BOSTON, Nov 02, 2007 (BUSINESS WIRE) -- Vertex Pharmaceuticals Incorporated (Nasdaq: VRTX) today announced results from interim analyses of PROVE 1 and PROVE 2, two large Phase 2b clinical trials evaluating the investigational hepatitis C protease inhibitor telaprevir (VX-950), dosed in combination with pegylated interferon and ribavirin. In 24-week telaprevir-based treatment regimens, genotype 1 treatment-naive HCV patients achieved sustained viral response rates of 61% and 65% in PROVE 1 (SVR 12 and SVR 24) and PROVE 2 (SVR 12), respectively. In addition, clinical researchers reported a correlation between achieving rapid viral response (RVR) and achieving SVR in a 24-week telaprevir-based regimen.
Interim analyses of telaprevir safety from PROVE 1 and PROVE 2 appear consistent with prior analyses, with the most common adverse events, regardless of treatment assignment, being fatigue, rash, headache and nausea. Gastrointestinal disorders, skin adverse events (rash, pruritus) and anemia were higher in the telaprevir arms compared to the control arm over the dosing period. Data from PROVE 1 and PROVE 2 being presented at the 58th Annual Meeting of the American Association of the Study of Liver Diseases (AASLD) in Boston November 2-6, 2007 represent interim analyses. Vertex is developing telaprevir, an investigational hepatitis C protease inhibitor, in collaboration with Tibotec.
"The SVR data from the PROVE studies are promising as the expectation today is that approximately 40% to 50% of people with genotype 1 hepatitis C who undergo 48-week treatment regimens with currently available therapies achieve sustained viral response (SVR). In this Phase 2 study, we saw 24-week telaprevir-based regimens result in SVR of greater than 60% in patients with genotype 1 hepatitis C," said John McHutchison, M.D., Principal Investigator for the PROVE 1 study and Director of Gastroenterology and Hepatology Research at Duke Clinical Research Institute. "If these efficacy results are confirmed in larger studies, and there are no new safety or tolerability concerns, this 24-week regimen could be an important medical advance."
Sustained Viral Response in PROVE Studies:
Sustained viral responses (SVR) across PROVE 1 and PROVE 2 are outlined in the table below:
Treatment Arm (Study) ITT SVR Rate ------------------------------------------------------ --------------- 24-week treatment arm (PROVE 1), n=79 61% ------------------------------------------------------ --------------- 24-week treatment arm (PROVE 2), n=81 65%(a) ------------------------------------------------------ --------------- 12-week treatment arm with ribavirin (PROVE 1), n=17 35% ------------------------------------------------------ --------------- 12-week treatment arm with ribavirin (PROVE 2), n=82 59% ------------------------------------------------------ ---------------
ITT= Intention-to-treat; missing=failure
(a)SVR12: undetectable HCV RNA 10 IU/mL at 12 weeks post-treatment and is an interim measurement. Other data represent SVR 24, defined as undetectable HCV RNA 10 IU/mL at 24 weeks post-treatment. Across all the treatment arms above, there were no relapses between 12 and 24 weeks follow-up, i.e. there was 100% concordance between SVR 12 and SVR 24.

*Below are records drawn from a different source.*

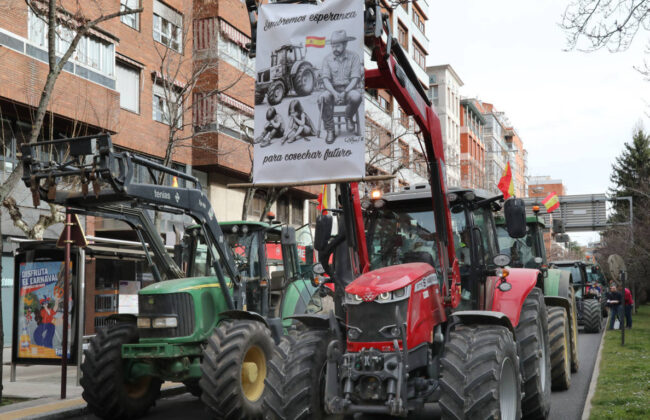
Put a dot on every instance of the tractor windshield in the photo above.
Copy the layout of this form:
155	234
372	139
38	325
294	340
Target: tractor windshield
402	232
522	251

In addition, the SVR rate in the 12-week arm without ribavirin (n=78) in PROVE 2 was 29%.
In the 48-week telaprevir treatment arm (12+36; n=79) of PROVE 1, 65% had undetectable HCV RNA (10 IU/mL) at end of treatment.
Sustained viral response results from the control arms of PROVE 1 and PROVE 2 are not available. At the time of the interim analysis, in the PROVE 1 control arm (n=75), 45% of patients receiving 48-weeks of pegylated interferon (peg-IFN) and ribavirin (RBV) had undetectable HCV RNA (10 IU/mL) at end of treatment. At the time of the interim analysis, in the control arm of PROVE 2 (n=82), 59% of patients receiving 48 weeks of peg-IFN and RBV had undetectable HCV RNA (10 IU/mL) at week 36 on-treatment. Typically, following the completion of 48 weeks of treatment with peg-IFN+RBV, a certain proportion of patients with undetectable HCV RNA relapse.
SVR rates given for the telaprevir arms include patients who completed dosing in their study arm as well as patients who discontinued treatment prior to completion of dosing, but who met the criteria for SVR 24 (defined as undetectable HCV RNA 10 IU/mL 24 weeks after completing treatment).
SVR results for the telaprevir 12+36-week treatment arm in PROVE 1 and the control arms for PROVE 1 and PROVE 2, including viral relapse observed post-treatment, will be presented at a future medical meeting. A detailed overview of the PROVE 1 and PROVE 2 clinical trial designs can be found in a Vertex press release dated May 23, 2006.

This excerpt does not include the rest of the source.